A 6-month deployment of instrumentation from April to October 2012 in 90 m water depth near the outer edge of the mid-shelf mud belt in southern Monterey Bay, California, reveals the relative importance of internal tides on the resuspension and transport of seabed sediment. Observations consisted of time-series measurements of water-column currents, temperature and salinity, and near-bed currents and suspended matter. The internal tide accounted for 15-25% of the water-column current variance and the barotropic tide accounted for up to 35%. The subtidal flow showed remarkably little shear and was dominated by the 7-14 day band, which is associated with relaxations in the dominant equatorward winds typical of coastal California in the spring and summer. Upwelling and relaxation events resulted in strong near-bed flows and accounted for almost half of the current stress on the seafloor (not accounting for wave orbital velocities), and may have driven along-shelf geostrophic flow during steady state conditions. Several elevated suspended particulate matter (SPM) events occurred within 3 m of the bed and were generally associated with higher, long-period surface waves.

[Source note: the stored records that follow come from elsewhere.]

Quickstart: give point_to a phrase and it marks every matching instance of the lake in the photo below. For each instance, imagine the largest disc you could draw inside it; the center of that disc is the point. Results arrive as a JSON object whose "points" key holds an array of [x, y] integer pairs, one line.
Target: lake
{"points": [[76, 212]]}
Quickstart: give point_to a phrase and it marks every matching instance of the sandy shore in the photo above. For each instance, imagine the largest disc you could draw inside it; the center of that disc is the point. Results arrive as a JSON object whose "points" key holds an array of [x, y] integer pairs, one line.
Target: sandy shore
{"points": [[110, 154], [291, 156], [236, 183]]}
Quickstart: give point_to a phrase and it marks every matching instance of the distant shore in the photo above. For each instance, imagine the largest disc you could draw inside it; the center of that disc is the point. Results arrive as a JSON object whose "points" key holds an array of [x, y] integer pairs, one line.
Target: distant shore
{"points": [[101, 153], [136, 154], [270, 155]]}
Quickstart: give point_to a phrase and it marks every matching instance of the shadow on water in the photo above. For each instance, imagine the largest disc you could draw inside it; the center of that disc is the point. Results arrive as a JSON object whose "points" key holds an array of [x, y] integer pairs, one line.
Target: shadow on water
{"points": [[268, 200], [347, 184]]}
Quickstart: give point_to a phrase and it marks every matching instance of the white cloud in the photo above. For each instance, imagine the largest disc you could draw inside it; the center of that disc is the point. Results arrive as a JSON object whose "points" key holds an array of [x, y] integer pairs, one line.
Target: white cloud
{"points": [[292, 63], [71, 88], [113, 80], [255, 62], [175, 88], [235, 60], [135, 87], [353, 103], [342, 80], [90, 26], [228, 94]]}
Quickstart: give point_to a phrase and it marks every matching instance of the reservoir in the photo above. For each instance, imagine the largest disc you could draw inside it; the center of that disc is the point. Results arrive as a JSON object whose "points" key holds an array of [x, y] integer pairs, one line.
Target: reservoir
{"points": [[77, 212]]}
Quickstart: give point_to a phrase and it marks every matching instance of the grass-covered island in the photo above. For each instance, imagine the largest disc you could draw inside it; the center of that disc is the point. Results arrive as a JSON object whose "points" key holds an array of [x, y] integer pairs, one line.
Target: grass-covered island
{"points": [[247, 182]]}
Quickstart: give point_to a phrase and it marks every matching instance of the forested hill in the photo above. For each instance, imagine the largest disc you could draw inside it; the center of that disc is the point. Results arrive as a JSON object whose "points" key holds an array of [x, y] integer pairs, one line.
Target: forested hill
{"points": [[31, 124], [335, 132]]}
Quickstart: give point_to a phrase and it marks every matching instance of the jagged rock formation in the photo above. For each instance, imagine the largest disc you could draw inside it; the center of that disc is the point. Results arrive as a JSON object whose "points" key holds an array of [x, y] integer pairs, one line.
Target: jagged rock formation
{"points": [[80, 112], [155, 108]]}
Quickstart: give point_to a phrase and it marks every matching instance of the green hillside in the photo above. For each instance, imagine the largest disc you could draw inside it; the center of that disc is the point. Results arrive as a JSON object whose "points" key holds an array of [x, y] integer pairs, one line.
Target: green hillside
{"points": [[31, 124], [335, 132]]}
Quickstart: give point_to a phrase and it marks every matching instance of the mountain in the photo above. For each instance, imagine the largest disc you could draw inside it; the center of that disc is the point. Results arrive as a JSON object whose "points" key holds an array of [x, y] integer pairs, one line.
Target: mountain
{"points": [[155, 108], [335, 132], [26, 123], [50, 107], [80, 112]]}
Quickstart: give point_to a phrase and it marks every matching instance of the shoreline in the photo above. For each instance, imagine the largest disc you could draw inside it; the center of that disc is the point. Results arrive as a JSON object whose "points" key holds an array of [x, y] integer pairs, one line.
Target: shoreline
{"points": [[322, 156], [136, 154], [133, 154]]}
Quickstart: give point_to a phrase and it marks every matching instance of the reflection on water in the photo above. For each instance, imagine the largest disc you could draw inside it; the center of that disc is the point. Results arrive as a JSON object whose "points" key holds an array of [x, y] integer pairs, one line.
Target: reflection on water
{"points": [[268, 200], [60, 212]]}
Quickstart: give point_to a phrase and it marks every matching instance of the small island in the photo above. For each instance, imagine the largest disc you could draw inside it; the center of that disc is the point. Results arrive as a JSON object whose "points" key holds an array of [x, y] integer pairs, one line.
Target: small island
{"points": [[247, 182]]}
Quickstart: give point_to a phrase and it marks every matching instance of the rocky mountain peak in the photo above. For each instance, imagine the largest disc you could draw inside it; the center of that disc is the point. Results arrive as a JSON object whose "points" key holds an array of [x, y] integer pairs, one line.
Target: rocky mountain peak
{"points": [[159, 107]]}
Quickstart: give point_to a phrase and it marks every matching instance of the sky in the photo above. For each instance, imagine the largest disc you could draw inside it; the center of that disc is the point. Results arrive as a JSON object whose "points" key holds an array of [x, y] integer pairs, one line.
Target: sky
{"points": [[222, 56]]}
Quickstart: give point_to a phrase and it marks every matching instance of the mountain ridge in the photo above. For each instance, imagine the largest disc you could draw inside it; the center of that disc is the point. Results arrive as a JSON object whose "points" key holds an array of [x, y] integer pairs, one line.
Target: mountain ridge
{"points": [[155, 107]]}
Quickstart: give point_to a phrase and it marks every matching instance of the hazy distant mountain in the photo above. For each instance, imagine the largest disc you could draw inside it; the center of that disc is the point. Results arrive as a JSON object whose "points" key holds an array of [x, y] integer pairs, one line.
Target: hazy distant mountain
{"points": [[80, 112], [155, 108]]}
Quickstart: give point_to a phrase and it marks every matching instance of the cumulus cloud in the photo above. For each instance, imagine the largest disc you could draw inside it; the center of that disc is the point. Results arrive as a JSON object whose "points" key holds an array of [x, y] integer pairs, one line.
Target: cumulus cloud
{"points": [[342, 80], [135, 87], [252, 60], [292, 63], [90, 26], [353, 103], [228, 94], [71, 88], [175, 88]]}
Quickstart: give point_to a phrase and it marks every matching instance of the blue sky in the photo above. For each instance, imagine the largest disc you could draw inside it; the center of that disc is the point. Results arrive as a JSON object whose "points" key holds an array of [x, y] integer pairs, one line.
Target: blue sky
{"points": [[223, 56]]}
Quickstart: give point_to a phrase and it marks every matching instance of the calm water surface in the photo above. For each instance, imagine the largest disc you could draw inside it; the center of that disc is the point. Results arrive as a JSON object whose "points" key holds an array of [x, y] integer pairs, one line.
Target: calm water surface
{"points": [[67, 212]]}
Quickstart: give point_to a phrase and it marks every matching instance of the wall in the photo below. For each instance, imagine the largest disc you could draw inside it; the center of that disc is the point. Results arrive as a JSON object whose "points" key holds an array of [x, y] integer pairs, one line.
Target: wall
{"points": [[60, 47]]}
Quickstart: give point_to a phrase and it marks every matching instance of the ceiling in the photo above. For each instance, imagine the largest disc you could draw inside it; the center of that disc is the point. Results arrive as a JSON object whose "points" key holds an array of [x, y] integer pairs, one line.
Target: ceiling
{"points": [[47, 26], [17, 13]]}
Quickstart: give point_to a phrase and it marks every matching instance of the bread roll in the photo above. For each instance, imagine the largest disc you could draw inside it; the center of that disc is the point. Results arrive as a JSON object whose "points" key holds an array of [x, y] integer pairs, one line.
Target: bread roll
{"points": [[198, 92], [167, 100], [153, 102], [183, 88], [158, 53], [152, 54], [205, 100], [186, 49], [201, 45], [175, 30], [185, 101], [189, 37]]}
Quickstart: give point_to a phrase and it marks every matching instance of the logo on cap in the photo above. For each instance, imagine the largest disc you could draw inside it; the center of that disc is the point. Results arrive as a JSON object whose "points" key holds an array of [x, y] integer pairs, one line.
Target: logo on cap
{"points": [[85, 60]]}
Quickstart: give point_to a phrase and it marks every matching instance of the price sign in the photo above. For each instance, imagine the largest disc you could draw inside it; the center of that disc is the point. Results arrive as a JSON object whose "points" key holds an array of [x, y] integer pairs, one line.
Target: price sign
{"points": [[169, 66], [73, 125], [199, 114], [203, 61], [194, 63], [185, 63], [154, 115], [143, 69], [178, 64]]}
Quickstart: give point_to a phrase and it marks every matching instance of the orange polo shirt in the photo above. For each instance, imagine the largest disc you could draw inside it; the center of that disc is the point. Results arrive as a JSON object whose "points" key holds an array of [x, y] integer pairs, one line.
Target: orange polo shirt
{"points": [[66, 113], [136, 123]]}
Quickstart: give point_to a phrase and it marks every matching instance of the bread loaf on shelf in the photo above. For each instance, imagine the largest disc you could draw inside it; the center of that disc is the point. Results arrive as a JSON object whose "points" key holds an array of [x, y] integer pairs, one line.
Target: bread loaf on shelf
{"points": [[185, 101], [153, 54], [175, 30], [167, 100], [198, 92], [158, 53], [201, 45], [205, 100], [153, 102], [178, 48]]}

However, these peaks in SPM did not coincide with the predicted resuspension events from the modeled combined wave-current shear stress, indicating that the observed SPM at our site was most likely resuspended elsewhere and advected along-isobath. Sediment flux is almost equal in magnitude in the alongshore and cross-shore directions. Instances of wave-current shear stress that exceeded the threshold of resuspension for the silty-clays common at these water depths only occurred when near-bed orbital velocities due to long-period surface waves coincided with vigorous near-bed currents associated with the internal tide or upwelling/relaxation events. Thus, the internal tide and upwelling/relaxation dynamics are important in the transport of sediment during the relatively quiescent summer months.